Adult orthodontry is a completely different game than traditional orthodontics, which is usually reserved for young adults growing in their second molars. Adults now make up a full one third of all orthodontic patients worldwide, which is quite crazy, as until now they represented a small fraction of orthodontic patients. The problems that come along in adulthood are different, and the solutions and complications are also different. Here are some problems that usually occur in adults, or are unique to adult orthodontics.

Treatment time

Treatment time is typically longer in adults for the same treatment. The bones and the alveolus are much more ossified, the immune system is more developed, and the inflammation that softens up the alveolus is harder to obtain in adulthood. This is balanced by the fact that adults usually request more minor treatments. The overwhelming majority are small corrections for problems like crowding or a cross bite, which do not take as long as corrective orthodontics or palatal extension.

Aesthetic considerations

Some adult patients are in a position where they cannot have a traditional brace because it may be incompatible with their work.

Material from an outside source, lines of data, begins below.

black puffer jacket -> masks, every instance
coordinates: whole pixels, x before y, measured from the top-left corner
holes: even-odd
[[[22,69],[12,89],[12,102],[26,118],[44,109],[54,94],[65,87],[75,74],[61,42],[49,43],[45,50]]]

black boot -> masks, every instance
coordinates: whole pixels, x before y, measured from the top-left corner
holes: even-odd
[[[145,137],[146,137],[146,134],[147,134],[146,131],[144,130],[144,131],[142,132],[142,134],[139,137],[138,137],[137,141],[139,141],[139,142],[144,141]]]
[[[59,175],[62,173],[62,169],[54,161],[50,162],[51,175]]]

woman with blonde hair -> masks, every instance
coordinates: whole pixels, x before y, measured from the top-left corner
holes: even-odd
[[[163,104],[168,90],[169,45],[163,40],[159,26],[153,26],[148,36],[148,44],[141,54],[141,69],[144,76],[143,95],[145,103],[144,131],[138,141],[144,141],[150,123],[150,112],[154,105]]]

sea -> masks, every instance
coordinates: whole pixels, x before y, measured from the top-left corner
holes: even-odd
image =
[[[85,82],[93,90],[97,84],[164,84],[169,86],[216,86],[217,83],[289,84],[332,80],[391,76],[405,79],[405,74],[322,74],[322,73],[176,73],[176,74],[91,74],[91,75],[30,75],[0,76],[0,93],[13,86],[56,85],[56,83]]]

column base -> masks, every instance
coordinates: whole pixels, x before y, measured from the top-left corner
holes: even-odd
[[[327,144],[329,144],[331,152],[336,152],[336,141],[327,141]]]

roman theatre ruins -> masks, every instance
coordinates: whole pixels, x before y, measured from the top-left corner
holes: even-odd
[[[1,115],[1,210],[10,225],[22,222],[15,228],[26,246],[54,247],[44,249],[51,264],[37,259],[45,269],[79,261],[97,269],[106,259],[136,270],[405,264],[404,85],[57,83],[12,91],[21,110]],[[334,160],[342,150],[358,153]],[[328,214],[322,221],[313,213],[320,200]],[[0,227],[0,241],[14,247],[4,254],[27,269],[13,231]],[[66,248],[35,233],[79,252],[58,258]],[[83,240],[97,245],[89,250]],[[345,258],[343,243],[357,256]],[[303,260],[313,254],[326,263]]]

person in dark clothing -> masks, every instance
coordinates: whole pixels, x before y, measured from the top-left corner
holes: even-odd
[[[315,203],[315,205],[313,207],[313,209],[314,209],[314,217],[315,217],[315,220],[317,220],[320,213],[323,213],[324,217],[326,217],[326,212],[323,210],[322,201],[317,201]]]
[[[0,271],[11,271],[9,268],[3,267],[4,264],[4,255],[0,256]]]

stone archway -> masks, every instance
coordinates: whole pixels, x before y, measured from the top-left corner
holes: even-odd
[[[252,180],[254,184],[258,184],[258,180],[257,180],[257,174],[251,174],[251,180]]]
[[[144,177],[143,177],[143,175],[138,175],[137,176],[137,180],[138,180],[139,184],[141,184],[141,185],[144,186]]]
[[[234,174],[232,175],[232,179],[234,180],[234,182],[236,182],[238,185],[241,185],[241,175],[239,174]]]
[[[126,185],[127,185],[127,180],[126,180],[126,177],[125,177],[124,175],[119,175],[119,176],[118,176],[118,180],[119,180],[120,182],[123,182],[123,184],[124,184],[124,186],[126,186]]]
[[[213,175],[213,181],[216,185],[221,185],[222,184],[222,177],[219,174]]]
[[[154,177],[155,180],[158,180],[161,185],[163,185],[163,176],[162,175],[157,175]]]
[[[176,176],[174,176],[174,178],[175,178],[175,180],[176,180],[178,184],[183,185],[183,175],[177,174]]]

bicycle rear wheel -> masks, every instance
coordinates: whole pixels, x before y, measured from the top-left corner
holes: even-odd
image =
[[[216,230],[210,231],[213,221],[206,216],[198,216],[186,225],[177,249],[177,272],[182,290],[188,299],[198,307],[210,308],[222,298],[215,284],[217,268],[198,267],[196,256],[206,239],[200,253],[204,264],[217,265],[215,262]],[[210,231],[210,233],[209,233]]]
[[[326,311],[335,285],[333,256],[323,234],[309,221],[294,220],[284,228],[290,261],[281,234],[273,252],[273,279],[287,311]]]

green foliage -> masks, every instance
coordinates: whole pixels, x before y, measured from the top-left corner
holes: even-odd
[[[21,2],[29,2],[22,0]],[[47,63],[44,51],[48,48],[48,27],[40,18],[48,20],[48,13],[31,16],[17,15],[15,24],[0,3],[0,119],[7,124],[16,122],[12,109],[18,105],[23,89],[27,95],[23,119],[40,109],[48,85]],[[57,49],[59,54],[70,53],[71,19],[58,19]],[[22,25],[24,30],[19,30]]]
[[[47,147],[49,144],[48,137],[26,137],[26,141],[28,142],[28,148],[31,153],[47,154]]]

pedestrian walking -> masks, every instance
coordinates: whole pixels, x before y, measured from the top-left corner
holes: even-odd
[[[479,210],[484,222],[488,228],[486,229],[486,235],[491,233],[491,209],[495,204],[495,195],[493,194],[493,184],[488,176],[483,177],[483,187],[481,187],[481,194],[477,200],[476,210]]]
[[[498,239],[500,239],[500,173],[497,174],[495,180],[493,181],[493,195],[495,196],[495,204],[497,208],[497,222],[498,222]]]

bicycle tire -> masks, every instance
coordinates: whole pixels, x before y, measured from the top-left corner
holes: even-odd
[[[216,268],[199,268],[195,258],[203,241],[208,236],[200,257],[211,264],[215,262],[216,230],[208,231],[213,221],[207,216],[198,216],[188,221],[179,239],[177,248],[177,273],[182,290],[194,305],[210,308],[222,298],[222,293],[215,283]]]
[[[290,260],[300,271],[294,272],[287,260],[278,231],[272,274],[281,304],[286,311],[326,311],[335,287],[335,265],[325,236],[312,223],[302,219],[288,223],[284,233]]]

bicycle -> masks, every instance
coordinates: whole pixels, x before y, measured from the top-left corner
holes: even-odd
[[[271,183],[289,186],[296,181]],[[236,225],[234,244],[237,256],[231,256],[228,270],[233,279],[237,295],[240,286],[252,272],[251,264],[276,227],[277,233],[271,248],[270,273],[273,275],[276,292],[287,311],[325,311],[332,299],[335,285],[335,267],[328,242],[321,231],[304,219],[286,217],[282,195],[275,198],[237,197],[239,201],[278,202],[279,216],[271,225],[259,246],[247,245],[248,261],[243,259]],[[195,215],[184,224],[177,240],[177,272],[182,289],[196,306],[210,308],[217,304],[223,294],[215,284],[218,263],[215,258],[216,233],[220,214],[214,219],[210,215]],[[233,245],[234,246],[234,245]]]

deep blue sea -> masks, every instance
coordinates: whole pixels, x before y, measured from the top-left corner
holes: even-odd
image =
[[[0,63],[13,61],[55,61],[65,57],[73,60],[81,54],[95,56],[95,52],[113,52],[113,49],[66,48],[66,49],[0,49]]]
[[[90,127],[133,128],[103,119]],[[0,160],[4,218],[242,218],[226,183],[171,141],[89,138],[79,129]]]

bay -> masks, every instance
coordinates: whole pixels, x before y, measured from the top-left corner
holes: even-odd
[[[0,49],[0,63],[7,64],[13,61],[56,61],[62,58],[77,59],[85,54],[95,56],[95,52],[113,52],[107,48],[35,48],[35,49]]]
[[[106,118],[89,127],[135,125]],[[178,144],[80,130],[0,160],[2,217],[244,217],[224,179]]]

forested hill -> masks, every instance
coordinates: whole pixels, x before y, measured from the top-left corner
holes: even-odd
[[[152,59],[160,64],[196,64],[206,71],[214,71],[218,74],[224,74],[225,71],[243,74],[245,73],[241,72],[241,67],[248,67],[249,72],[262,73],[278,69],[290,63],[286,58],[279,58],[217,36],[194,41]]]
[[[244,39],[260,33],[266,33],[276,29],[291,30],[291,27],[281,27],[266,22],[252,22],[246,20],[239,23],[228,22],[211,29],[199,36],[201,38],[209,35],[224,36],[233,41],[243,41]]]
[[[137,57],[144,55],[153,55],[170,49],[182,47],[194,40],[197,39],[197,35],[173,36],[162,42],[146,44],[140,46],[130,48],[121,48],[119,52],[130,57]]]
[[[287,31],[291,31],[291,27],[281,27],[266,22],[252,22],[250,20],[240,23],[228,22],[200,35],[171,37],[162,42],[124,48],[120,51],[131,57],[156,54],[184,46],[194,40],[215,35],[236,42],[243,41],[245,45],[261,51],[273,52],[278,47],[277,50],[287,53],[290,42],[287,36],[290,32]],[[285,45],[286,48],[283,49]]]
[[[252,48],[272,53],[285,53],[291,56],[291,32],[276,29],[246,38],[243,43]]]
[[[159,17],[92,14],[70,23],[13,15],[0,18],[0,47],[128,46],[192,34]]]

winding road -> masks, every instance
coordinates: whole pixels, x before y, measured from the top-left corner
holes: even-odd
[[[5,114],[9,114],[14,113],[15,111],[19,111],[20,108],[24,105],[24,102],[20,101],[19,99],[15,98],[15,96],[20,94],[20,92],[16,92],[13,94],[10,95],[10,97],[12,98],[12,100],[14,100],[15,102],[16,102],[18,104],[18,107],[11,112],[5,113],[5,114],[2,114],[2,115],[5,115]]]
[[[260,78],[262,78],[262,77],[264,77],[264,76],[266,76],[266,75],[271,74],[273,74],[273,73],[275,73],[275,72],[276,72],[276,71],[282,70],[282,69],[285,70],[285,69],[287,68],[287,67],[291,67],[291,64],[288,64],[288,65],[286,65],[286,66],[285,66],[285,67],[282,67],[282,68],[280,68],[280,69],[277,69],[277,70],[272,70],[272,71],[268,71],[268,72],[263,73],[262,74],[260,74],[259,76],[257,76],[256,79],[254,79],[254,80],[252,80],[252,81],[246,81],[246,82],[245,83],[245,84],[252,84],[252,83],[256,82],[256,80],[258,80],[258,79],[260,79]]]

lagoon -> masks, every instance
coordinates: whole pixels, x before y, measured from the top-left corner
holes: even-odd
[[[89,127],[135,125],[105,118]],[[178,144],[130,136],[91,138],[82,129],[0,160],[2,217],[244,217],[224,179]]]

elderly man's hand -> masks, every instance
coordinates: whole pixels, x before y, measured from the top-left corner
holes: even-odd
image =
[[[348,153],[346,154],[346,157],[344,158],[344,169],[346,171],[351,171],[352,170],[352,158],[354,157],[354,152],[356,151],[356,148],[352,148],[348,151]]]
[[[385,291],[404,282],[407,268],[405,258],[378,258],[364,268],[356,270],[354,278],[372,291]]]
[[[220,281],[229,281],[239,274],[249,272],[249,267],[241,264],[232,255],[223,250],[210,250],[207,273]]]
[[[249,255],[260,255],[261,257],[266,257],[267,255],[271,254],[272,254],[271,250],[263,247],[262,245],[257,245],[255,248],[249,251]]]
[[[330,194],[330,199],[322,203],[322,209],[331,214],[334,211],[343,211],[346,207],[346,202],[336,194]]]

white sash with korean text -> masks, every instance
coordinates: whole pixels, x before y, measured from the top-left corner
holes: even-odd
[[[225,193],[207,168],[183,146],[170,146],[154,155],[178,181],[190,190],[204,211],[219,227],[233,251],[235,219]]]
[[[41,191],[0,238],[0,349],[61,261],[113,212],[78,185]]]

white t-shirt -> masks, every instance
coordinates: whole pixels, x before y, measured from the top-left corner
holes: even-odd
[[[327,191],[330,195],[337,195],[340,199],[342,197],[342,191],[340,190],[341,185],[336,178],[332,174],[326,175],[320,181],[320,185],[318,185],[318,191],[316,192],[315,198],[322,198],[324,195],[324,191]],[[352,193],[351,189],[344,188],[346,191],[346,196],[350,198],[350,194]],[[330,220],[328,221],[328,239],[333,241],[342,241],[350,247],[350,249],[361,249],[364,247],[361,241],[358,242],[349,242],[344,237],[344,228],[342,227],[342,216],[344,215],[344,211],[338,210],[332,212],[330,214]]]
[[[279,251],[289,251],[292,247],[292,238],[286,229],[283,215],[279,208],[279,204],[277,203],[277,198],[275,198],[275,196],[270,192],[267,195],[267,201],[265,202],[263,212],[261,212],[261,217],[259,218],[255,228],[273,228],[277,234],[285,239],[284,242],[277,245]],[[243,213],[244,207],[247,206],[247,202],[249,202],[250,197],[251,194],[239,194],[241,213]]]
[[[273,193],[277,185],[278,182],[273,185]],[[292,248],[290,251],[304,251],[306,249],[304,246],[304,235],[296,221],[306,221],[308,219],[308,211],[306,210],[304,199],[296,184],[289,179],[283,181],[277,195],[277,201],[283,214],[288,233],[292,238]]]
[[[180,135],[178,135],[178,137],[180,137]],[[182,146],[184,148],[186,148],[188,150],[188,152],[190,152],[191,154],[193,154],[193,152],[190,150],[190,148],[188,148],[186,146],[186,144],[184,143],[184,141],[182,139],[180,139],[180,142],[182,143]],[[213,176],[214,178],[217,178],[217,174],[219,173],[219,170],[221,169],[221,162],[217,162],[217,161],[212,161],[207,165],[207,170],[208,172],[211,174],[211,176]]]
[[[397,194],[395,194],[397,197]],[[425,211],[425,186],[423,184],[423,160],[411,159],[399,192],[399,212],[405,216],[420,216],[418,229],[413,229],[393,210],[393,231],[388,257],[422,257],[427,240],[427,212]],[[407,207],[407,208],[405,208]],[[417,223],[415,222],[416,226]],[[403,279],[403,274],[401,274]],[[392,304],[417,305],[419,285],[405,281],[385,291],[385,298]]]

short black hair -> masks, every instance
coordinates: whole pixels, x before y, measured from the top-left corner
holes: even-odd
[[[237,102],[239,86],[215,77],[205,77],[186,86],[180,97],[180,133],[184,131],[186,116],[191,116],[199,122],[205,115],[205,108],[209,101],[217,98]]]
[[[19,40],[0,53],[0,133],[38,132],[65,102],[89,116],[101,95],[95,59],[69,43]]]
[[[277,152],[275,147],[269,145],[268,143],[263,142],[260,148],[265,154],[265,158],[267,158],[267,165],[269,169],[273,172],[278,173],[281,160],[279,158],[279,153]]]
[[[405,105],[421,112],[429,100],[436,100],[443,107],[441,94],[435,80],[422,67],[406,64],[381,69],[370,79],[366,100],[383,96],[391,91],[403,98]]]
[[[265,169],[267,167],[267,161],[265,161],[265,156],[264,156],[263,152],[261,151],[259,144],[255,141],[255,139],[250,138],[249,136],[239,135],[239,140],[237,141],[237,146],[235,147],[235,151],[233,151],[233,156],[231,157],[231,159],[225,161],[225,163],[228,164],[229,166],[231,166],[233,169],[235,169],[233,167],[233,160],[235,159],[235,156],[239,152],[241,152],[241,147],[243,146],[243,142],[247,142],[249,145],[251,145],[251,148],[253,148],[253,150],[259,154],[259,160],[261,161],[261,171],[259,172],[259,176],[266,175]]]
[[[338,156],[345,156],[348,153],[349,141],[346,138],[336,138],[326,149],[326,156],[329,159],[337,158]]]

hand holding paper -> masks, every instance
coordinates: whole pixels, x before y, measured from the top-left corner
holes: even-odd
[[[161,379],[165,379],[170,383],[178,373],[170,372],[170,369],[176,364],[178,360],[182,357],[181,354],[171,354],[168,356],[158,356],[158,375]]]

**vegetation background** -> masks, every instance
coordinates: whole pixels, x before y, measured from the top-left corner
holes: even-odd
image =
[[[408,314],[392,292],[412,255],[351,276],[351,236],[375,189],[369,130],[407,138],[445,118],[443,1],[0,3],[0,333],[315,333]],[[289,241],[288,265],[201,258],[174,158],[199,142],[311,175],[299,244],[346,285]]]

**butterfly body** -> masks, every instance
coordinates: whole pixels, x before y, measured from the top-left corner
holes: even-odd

With young adults, braces can ruin your popularity amongst a shallow cohort, but really, once your smile straightens out, you are in the clear. With adults, braces may not be an option, the person may need to make public speeches, speak to people in whose culture braces are not worn by adults, or other such considerations. But aesthetic braces cost significantly more than regular braces, and this is one of the biggest problems in adult orthodontics.


Gum issues

The gums of adults are more worn, more damaged, and have more bacteria in them than the periodontium of children and young adults. This can make the gums swell and bleed more than with kids. With this increase in damage there may also be an increase in pain, making the treatment less comfortable.

Missing teeth

There are more instances of missing teeth or teeth reduced to stubs and wearing crowns in adults than in young adults, and this is understandable. This can be a problem, but can also make the treatment easier, depending on what kind of treatment you are getting and what sort of malocclusions you are correcting.

Damaged teeth

Teeth that have been around longer will show more signs of caries, damage, and wearing of the enamel. These teeth may become inflamed and painful when the brackets go on. This is because some enamel may be missing, or the walls of the teeth may have become thinner over time and the dentine may be exposed.   

Fortunately, few of these problems should stop adults from considering orthodontics. Knowing what to look out for can go a long way towards prevention.